Религиозная мысль движется здесь всецело в пределах идеи Царства Божия
на земле: “христианская общественность занимает место социалистического
общества или идеальной демократии прежних внерелигиозных общественно-исторических
построений. Предметом желаний по-прежнему является здесь строй, идеальный
порядок как таковой. И это несмотря на то, что остро ставится проблема
личности, несмотря на увлечение индивидуалистической религиозностью внецерковных
мистических сект. Мало того, несмотря на зарождающееся ощущение мирового
трагизма, “Жизнь, — говорит Савицкий, — не гармонический аккорд, а бурный,
душу надрывающий диссонанс”. И вместе с тем, отказ “религиозно осмыслить
историю”, по его мнению, был бы “самым безусловным отрицанием Бога”, ибо
Бог не мог создать бессмысленного, калейдоскопически-пестрого, бессвязно-эпизодического,
не цельного мира. Либо история — “органический рост Космоса”, либо Бога
нет.
Так восстановление нарушенной вселенской гармонии заслоняет задачу просветления
и спасения отдельных индивидуальных душ.
Причина этого ясна: между смыслом мира и его разумностью ставится знак
равенства, а разумность измеряется конечным, человеческим масштабом. Разумность
истории отождествляется с ее планомерностью, логичностью в пределах человеческой
“аристотелевской” логики. “Религиозное осмысливание жизни превращается
в один из вариантов теории прогресса, словно между разумом человеческим
и Разумом Божественным различие только количественное, как между конечным
и бесконечным, и в хрупкие рамки человеческого познания вместима и уловима
вся Тайна Божией Премудрости...
Преодоление рационалистической ограниченности религиозного сознания было
возможно только через систематический философский анализ исторической
проблемы, и он привел в результате к обостренной постановке вопроса о
взаимоотношении знания и веры, иначе говоря, Премудрости Божией, от века
сокровенной, и мудрости человеческой.

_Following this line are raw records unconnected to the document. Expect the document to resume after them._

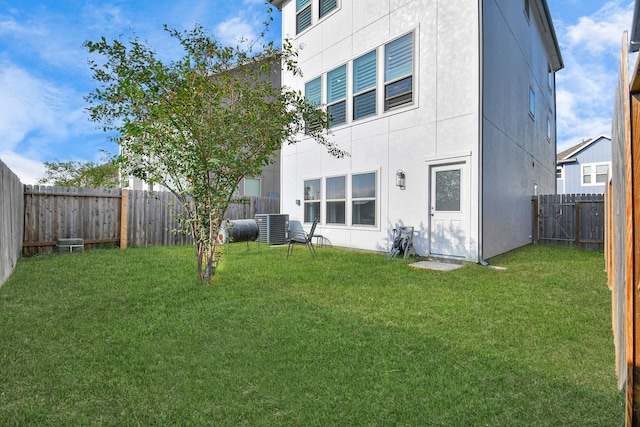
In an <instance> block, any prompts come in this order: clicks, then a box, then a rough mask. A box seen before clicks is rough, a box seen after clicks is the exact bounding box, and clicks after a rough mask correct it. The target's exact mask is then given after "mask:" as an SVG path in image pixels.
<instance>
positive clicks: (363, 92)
mask: <svg viewBox="0 0 640 427" xmlns="http://www.w3.org/2000/svg"><path fill="white" fill-rule="evenodd" d="M371 55H373V84H372V85H368V86H363V87H362V88H361V87H360V85H359V84H358V83H359V80H360V78H358V77H360V75H359V74H357V72H358V71H359V70H363V69H364V68H365V67H366V66H370V64H368V63H366V62H365V61H366V60H367V57H369V56H371ZM360 61H362V62H363V63H364V65H358V64H359V62H360ZM352 64H353V65H352V66H351V74H352V80H353V87H352V93H351V105H352V107H351V110H352V120H353V121H356V120H360V119H364V118H367V117H372V116H375V115H377V114H378V49H373V50H372V51H370V52H367V53H365V54H364V55H360V56H359V57H357V58H355V59H354V60H353V61H352ZM363 80H366V79H363ZM358 89H360V90H358ZM371 95H373V112H368V113H366V114H364V115H361V116H356V113H357V112H358V108H356V107H357V105H356V104H357V101H358V100H359V99H363V98H364V97H365V96H371Z"/></svg>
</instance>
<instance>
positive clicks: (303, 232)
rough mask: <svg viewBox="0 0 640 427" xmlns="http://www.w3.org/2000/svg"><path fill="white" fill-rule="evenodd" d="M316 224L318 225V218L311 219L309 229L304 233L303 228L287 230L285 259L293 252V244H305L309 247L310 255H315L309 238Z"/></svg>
mask: <svg viewBox="0 0 640 427" xmlns="http://www.w3.org/2000/svg"><path fill="white" fill-rule="evenodd" d="M316 225H318V218H316V219H314V220H313V224H312V225H311V230H310V231H309V233H306V232H305V231H304V230H289V246H288V247H287V259H289V255H290V254H291V253H292V252H293V246H294V245H306V246H307V247H308V248H309V252H311V255H312V256H314V257H315V256H316V249H315V248H314V247H313V243H312V242H311V239H313V233H314V232H315V231H316Z"/></svg>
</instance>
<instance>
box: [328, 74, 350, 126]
mask: <svg viewBox="0 0 640 427" xmlns="http://www.w3.org/2000/svg"><path fill="white" fill-rule="evenodd" d="M347 68H348V67H347V64H342V65H340V66H338V67H336V68H334V69H332V70H330V71H328V72H327V84H326V99H327V115H328V116H329V128H332V127H336V126H340V125H344V124H347V116H348V114H347V71H348V70H347ZM341 69H344V72H342V71H341ZM334 73H339V74H336V75H337V76H340V77H342V80H343V81H342V84H341V86H342V87H341V88H339V90H338V92H339V94H342V96H340V97H337V98H334V97H333V90H334V86H333V80H332V79H333V77H332V74H334ZM338 83H339V81H338ZM339 106H341V107H342V108H344V115H341V116H340V118H341V120H342V121H336V120H334V119H333V117H332V116H331V110H333V109H334V108H336V107H338V108H340V107H339Z"/></svg>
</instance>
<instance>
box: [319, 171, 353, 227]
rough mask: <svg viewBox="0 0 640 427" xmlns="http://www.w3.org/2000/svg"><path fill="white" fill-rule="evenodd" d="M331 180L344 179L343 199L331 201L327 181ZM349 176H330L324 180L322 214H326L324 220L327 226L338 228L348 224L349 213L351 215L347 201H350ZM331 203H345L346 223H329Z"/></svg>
mask: <svg viewBox="0 0 640 427" xmlns="http://www.w3.org/2000/svg"><path fill="white" fill-rule="evenodd" d="M331 178H344V197H343V198H342V199H330V198H329V196H328V191H327V181H328V180H329V179H331ZM348 178H349V176H348V175H347V174H342V175H330V176H326V177H325V178H324V193H323V194H324V195H325V197H324V200H323V201H322V202H323V203H322V212H324V219H325V224H327V225H332V226H336V227H344V226H346V225H347V224H348V219H349V218H348V217H347V215H348V213H349V209H348V206H347V200H348V197H347V195H348V188H347V185H348V183H349V179H348ZM329 202H343V203H344V222H329V215H328V212H327V206H328V204H329Z"/></svg>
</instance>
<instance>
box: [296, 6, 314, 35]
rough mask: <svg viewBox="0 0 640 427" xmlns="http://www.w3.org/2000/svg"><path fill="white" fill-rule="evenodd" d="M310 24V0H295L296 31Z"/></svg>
mask: <svg viewBox="0 0 640 427" xmlns="http://www.w3.org/2000/svg"><path fill="white" fill-rule="evenodd" d="M310 26H311V0H296V33H300V32H301V31H303V30H305V29H306V28H309V27H310Z"/></svg>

В отчетливой и ясной постановке
вопроса о сущности религиозного понимания истории, во вскрытии неизбежно
присущих ему антиномий и заключается главная философская ценность русского
“богоискательства”.
IV
“Знать разум всего сущего, понимать одинаково и в поле каждую былинку
и в небе каждую звезду” доступно лишь всеведению Божию”, — писал в 1902
г. С. Н. Булгаков (тогда профессор политической экономии, теперь также
протоиерей). Для нас же отдельные события как нашей собственной жизни,
так и истории навсегда останутся иррациональны. Для нравственного действования
“уверенность в том, что прогресс осуществляется с механической необходимостью”,
и не нужна и излишня; “никакие костыли не нужны для нравственного закона!”
Ибо не гарантирующее знание, а дерзающая вера должна лежать в основе жизни.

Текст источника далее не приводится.